If you have write access to the GitHub repository, please follow the following naming scheme when pushing your branch(es):
feat/foo-bar for new features
fix/foo-bar for bug fixes
tests/foo-bar when the change concerns only the test suite
refactor/foo-bar when refactoring code without any behavior change
style/foo-bar when addressing some style issue
docs/foo-bar for updates to the README.md, this file, or similar documents
To maintain a healthy Git history, we ask of you that you write your commit messages as follows:
The tense of your message must be present
Your message must be prefixed by a type, and a scope
The header of your message should not be longer than 50 characters
A blank line should be included between the header and the body
Here is a template of what your commit message should look like:
<type>(<scope>): <subject> <BLANK LINE> <body> <BLANK LINE> <footer>
The type of your commit indicates what type of change this commit is about. The accepted types are:
feat: A new feature
fix: A bug fix
hotfix: An urgent bug fix during a release process
tests: A change that is purely related to the test suite only (fixing a test, adding a test, improving its reliability, etc...)
docs: Changes to the README.md, this file, or other such documents
style: Changes that do not affect the meaning of the code (white-space trimming, formatting, etc...)

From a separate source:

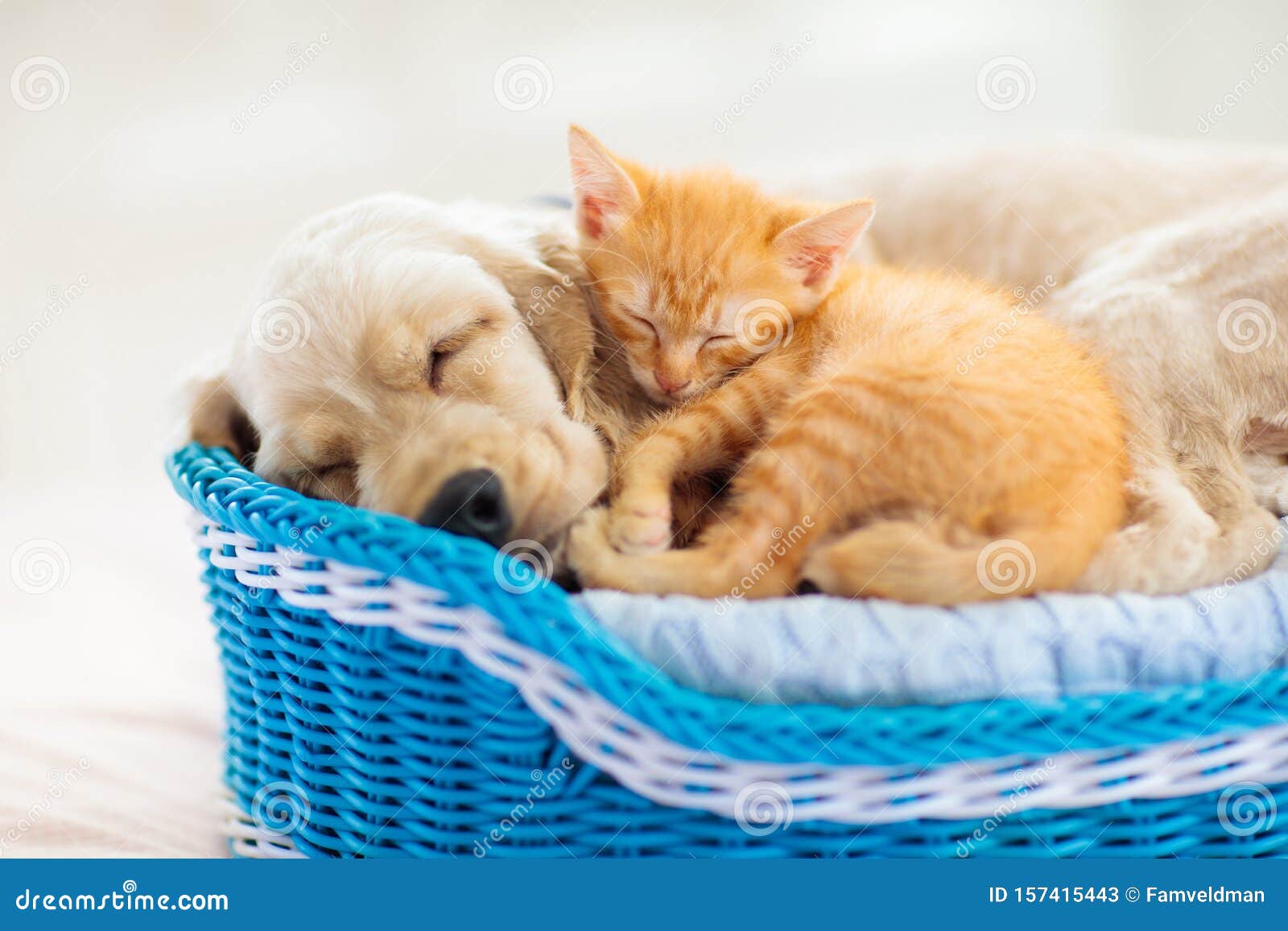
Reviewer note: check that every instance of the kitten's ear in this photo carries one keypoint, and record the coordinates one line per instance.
(603, 193)
(815, 249)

perf: A code change that significantly improves performance
refactor: A code change that neither fixes a bug nor adds a feature, and is too big to be considered just perf
chore: Maintenance changes related to code cleaning that isn't considered part of a refactor, build process updates, dependency bumps, or auxiliary tools and libraries updates (Golangci, Travis-ci, etc...)

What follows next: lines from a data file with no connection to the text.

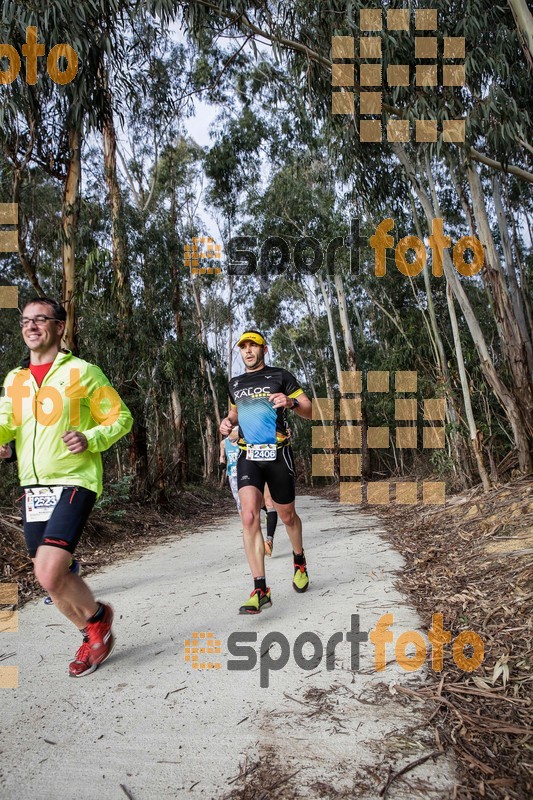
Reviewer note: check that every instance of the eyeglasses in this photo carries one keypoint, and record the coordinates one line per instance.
(39, 320)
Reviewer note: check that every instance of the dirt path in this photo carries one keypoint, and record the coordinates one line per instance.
(146, 725)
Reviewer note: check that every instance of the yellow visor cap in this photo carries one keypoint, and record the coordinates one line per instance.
(251, 336)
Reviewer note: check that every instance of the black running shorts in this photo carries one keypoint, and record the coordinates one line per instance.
(65, 526)
(279, 475)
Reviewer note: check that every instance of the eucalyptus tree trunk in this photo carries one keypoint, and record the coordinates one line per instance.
(211, 449)
(331, 328)
(472, 429)
(118, 227)
(516, 295)
(524, 23)
(69, 223)
(312, 316)
(513, 344)
(345, 322)
(504, 396)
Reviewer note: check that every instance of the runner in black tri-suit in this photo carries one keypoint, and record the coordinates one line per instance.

The scope is the part of the codebase that is affected by your change. Choosing it is at your discretion, but here are some of the most frequent ones:
stream: Related to Streaming
conn: Communication connection between services (udp, tcp, quic, etc...)

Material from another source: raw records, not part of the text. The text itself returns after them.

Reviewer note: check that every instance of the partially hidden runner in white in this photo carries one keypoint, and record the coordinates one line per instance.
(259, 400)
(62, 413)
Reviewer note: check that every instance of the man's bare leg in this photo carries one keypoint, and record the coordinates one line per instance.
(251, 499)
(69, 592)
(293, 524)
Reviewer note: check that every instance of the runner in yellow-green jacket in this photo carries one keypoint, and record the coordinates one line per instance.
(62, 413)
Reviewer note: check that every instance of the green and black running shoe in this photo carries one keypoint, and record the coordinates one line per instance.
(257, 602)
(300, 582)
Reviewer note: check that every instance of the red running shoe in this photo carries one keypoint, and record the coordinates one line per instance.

plugin: Support for plug-in development
deps: When updating dependencies (to be used with the chore prefix)
conf: Configuration-related changes (new values, improvements...)
*: When the change affects too many parts of the codebase at once (this should be rare and avoided)
Your subject should contain a succinct description of the change. It should be written so that:
It uses the present, imperative tense: "fix typo", and not "fixed" or "fixes"
It is not capitalized: "fix typo", and not "Fix typo"
It does not include a period.
The body of your commit message should contain a detailed description of your changes. Ideally, if the change is significant, you should explain its motivation, the chosen implementation, and justify it.
The footer is the ideal place to link to related material about the change: related GitHub issues, Pull Requests, fixed bug reports, etc..., you can using keyword for issues.
Here are a few examples of good commit messages to take inspiration from:
feat(plugin): support the development of streaming plugins The user implements the YomoStreamPlugin interface, and with yomo.RunStream function starts a service that supports stream data processing Close #18
The submitted code must be validated by golangci-lint run, reference Quick Start.
To check the code automatically when committing, you can use the pre-commit.
Make sure the pre-commit is installed
Make sure the .pre-commit-config.yaml file already exists
Make sure the .golangci.yml file already exists
To ensure a healthy and consistent codebase, we ask that you respect the style of code used.